Last weekend, Green MP and Conservation Minister Eugenie Sage, followed through with the previous National Government's pledge to up fees to cover costs. But she managed to retain the existing subsidy for the New Zealanders who make up about 40 per cent of users. Kiwi trampers will now bludge off their overseas fellow travellers, whose hut fees will double to $140 per night on the Milford Track, $130 per night on the Kepler and Routeburn Tracks and $75 per night on the Abel Tasman Coastal Track. Kiwi trampers fees will remain unchanged at half this rate. In addition, international children under 18 will now pay the full fee, while New Zealand kids will pay nothing.
Eugenie Sage says the free ride for Kiwi kids is "to encourage our tamariki to engage with their natural heritage." Fair enough, but why are they and their parents, doing their "engaging," at the expense of overseas visitors and their children? They certainly wouldn't get half-rates at a beach motel or bach over the same period.

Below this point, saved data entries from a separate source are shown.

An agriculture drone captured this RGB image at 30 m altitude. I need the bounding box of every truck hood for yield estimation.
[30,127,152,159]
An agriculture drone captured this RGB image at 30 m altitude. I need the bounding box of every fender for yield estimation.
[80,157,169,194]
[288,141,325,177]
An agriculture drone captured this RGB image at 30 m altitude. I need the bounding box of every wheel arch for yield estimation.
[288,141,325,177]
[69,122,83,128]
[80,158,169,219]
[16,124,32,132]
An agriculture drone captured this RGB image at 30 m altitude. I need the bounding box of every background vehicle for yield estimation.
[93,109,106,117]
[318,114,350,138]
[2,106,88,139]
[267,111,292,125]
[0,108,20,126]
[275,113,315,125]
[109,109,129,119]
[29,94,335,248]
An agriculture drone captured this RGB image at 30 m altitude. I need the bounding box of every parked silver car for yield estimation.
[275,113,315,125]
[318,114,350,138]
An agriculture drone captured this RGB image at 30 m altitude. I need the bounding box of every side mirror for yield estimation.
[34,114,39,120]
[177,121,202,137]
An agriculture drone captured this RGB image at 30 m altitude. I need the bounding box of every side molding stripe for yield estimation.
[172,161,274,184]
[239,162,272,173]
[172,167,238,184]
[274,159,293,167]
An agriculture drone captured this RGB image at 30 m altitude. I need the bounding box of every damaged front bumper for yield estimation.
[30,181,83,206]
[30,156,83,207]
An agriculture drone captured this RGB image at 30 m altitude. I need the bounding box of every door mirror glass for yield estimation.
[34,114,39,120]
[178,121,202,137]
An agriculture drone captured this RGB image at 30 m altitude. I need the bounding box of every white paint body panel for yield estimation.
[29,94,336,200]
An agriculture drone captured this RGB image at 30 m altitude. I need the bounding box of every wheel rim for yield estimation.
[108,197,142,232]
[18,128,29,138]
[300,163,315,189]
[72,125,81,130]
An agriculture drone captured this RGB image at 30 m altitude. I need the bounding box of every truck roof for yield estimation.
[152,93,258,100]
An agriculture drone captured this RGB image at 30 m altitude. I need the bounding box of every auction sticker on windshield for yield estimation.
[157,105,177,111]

The old "but I'm a taxpayer" justification hardly stands up. Most of us are taxpayers, but only a small minority go tramping. I can't imagine I'd get very far if I turned up to the next concert of the State-backed NZ Symphony Orchestra and demanded a half-price ticket because I was a taxpayer , and oh, by the way, the people in the queue behind me sound German, you'd better charge them double.
Back in August last year on the campaign trail, National Party leader and then Prime Minister Bill English announced the discriminatory fee hike that Sage has now embraced as her own. At the time the Greens were talking of $20 tourism levy at the border, and Labour was "looking at our options."
It now seems "fleece the tourist" has become the new game of the day. Last week, Tourism Minister Kelvin Davis told the Herald he was still working on the details of a proposed "international Visitor Levy" and would release more information in the coming weeks. Last election, Labour campaigned on a $25 a person border tax, which would raise $75 million a year to help pay to improve tourist infrastructure that is groaning under the weight of the tourism boom.
And of course last week, Auckland Council beat other envious local bodies to the draw, by agreeing to levy a bed tax on hotels and motels. The aim is to raise $13.5 million to meet half the cost of tourism marketing and events. Unlike the Great Walks impost, it doesn't single out foreigners for special treatment.
Apparently DOC "inspectors" will make random hut checks, to ensure no cheating Aussies or Poms have booked online at half price, masquerading as Kiwis. It brings back my university days, and me and my under-age mates, slipping out the pub window, as the barman signalled the cops were approaching. What else? Will the first-class foreigners get the top bunks – and first use of the long drop?
If the hugely popular walks are not paying their way, then of course, put up the price, but fairly, for all users alike. If we want to tax tourists, then do it once, at the border, and get it over with.